Mickelson, still hunting his first US Open title after suffering the heartache of a record six runner-up spots at the event, will not be one of them after struggling to a three-over 73 on Friday that left him a distant 13 shots off the pace.
However 2011 champion McIlroy is a little closer, trailing Kaymer by nine after carding a 68 in the second round.
“I would like the rain not to come and for the course to get as firm as possible because Martin hasn’t really seen it like that,” McIlroy said of a Pinehurst layout that has played a little easier than expected due to softened conditions over the first two rounds.
“Over 36 holes, you never know what can happen but Martin’s a good front runner and I can’t see him sort of letting up.”
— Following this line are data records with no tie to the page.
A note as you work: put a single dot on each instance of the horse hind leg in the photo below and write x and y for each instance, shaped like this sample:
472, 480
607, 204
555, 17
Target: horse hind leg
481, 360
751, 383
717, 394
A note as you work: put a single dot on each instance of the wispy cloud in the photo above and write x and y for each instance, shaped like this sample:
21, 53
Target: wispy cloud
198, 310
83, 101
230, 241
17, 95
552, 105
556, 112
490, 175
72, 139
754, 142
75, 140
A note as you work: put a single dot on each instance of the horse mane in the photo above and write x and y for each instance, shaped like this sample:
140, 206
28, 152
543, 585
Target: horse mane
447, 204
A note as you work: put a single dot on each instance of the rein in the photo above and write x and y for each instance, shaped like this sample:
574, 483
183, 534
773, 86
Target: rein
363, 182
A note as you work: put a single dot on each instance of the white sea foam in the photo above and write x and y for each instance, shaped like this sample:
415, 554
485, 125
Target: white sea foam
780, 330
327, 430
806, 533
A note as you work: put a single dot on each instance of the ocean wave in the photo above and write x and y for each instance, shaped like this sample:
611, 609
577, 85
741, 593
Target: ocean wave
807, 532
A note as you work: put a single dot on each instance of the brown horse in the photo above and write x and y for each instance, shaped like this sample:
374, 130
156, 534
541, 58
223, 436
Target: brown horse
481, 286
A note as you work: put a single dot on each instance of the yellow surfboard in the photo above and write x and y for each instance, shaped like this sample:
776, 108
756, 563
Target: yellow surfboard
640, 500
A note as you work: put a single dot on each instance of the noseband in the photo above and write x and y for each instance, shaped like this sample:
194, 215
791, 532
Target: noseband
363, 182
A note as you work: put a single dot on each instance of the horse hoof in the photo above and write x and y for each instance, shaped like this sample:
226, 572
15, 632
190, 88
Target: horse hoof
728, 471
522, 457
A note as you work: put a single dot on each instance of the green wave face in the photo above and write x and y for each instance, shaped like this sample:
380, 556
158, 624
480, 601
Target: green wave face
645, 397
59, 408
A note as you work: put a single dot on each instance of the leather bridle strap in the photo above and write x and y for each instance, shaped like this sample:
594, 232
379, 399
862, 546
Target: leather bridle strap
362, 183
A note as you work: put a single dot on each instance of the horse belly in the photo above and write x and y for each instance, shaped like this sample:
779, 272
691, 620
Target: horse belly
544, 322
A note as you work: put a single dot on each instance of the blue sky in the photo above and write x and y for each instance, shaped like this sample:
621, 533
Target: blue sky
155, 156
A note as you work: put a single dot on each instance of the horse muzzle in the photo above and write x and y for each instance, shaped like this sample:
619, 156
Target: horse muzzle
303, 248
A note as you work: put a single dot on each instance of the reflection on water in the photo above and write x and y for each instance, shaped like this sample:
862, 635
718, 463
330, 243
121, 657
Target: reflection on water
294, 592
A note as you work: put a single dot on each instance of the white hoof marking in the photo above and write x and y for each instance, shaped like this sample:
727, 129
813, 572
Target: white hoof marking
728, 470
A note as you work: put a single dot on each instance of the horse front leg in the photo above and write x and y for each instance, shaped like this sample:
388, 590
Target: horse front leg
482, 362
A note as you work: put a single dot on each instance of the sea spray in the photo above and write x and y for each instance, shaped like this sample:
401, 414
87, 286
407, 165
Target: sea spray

McIlroy held a six-stroke lead after 36 holes in the 2011 US Open at Congressional before going on to triumph by a record eight shots and he rates Kaymer’s performance at Pinehurst, so far, as superior.
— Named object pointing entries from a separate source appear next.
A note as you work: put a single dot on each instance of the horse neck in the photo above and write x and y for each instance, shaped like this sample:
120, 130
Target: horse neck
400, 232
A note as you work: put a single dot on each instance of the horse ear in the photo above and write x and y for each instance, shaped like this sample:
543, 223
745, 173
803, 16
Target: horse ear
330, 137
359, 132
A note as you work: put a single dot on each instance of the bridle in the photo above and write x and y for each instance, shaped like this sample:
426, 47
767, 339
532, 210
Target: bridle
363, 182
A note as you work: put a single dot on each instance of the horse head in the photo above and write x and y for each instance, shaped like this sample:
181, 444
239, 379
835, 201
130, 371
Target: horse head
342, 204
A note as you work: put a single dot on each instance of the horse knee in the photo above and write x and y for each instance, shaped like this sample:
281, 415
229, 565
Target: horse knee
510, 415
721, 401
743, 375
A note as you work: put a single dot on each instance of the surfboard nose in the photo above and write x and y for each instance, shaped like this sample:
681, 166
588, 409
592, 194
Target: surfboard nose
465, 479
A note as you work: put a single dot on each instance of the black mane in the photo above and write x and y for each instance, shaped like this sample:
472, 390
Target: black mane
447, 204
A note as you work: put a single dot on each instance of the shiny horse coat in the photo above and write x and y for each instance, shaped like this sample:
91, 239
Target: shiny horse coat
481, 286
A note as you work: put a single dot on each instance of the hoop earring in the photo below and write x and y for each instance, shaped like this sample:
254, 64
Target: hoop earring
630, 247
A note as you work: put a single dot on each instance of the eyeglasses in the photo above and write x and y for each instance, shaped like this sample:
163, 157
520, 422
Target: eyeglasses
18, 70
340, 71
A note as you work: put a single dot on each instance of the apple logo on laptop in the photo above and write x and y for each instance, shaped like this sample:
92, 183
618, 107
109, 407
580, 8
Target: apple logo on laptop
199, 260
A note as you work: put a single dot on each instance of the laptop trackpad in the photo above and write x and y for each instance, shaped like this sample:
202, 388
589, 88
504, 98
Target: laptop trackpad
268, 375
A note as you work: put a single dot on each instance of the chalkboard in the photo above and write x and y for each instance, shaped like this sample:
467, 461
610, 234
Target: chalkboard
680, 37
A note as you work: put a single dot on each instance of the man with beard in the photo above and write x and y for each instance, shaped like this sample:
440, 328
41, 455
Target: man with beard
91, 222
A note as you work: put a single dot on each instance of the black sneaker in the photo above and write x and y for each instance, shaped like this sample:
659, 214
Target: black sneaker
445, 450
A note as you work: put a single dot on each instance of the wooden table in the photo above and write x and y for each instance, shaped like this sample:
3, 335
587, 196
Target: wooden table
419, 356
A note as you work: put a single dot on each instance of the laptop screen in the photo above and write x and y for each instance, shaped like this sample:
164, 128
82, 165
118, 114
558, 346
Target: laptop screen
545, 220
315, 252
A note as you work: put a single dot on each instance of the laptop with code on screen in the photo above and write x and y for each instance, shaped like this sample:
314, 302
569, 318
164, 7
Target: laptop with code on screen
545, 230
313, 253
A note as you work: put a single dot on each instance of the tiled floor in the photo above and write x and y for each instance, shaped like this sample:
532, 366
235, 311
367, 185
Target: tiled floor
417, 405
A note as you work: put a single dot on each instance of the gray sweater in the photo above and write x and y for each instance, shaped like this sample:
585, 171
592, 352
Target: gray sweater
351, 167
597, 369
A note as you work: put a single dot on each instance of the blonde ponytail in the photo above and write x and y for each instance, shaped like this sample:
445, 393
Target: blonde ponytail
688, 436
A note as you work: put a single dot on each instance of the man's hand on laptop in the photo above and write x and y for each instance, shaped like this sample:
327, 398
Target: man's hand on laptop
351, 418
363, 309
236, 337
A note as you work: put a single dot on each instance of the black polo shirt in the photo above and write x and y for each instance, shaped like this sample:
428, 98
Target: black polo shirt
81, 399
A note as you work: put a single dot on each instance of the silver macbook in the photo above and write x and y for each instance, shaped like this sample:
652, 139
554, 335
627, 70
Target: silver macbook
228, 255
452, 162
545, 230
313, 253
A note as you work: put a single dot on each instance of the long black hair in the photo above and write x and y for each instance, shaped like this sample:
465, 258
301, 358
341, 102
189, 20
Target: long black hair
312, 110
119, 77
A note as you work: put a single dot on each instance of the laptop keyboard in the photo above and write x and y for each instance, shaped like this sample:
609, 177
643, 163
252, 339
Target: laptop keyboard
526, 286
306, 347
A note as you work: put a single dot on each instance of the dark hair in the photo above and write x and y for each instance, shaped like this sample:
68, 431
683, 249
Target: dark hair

“What Martin’s doing is more impressive than what I did at Congressional, just because of how difficult the golf course (here) is,” said McIlroy, a double major winner.
“There’s trouble lying at every corner at any missed green. Congressional was a little more benign than this is, a little softer, a little more receptive.”
Kaymer, who landed his first major title in a playoff for the 2010 PGA Championship, would like to see conditions become more difficult at Pinehurst over the weekend.
“I would like to see it as tough as possible,” said the 29-year-old from Dusseldorf. “I was always a fan of a golf course where you need to hit good golf shots and not really have a putting competition.”
While Kaymer has been delighted with his form and course management so far at Pinehurst, he has no intention of setting himself a target for the last two rounds.
“I don’t need to set any goals,” he said. “I just wait for what the afternoon will do.
“If you set goals, then you’re adding a little pressure because you try to reach them instead of going out there and being neutral, just playing. So I’m not really into goals for the next two days, I just want to play.”
Asked what a second major win would mean to him, Kaymer replied: “In my books, I won a second major already with the Players. It’s a career goal to win one major. Fortunately I got that done fairly early in my career.
“By the end of your career, it comes down to the big, huge moments where you could handle the challenges. And it comes down to winning majors, World Golf Championship events, being on the Ryder Cup team, like those things.
“Obviously if I could win a second, third, fourth major, whatever it’s going to be, it would be very, very satisfying. But after 36 holes, anything can happen over the next two days. We’ll see.”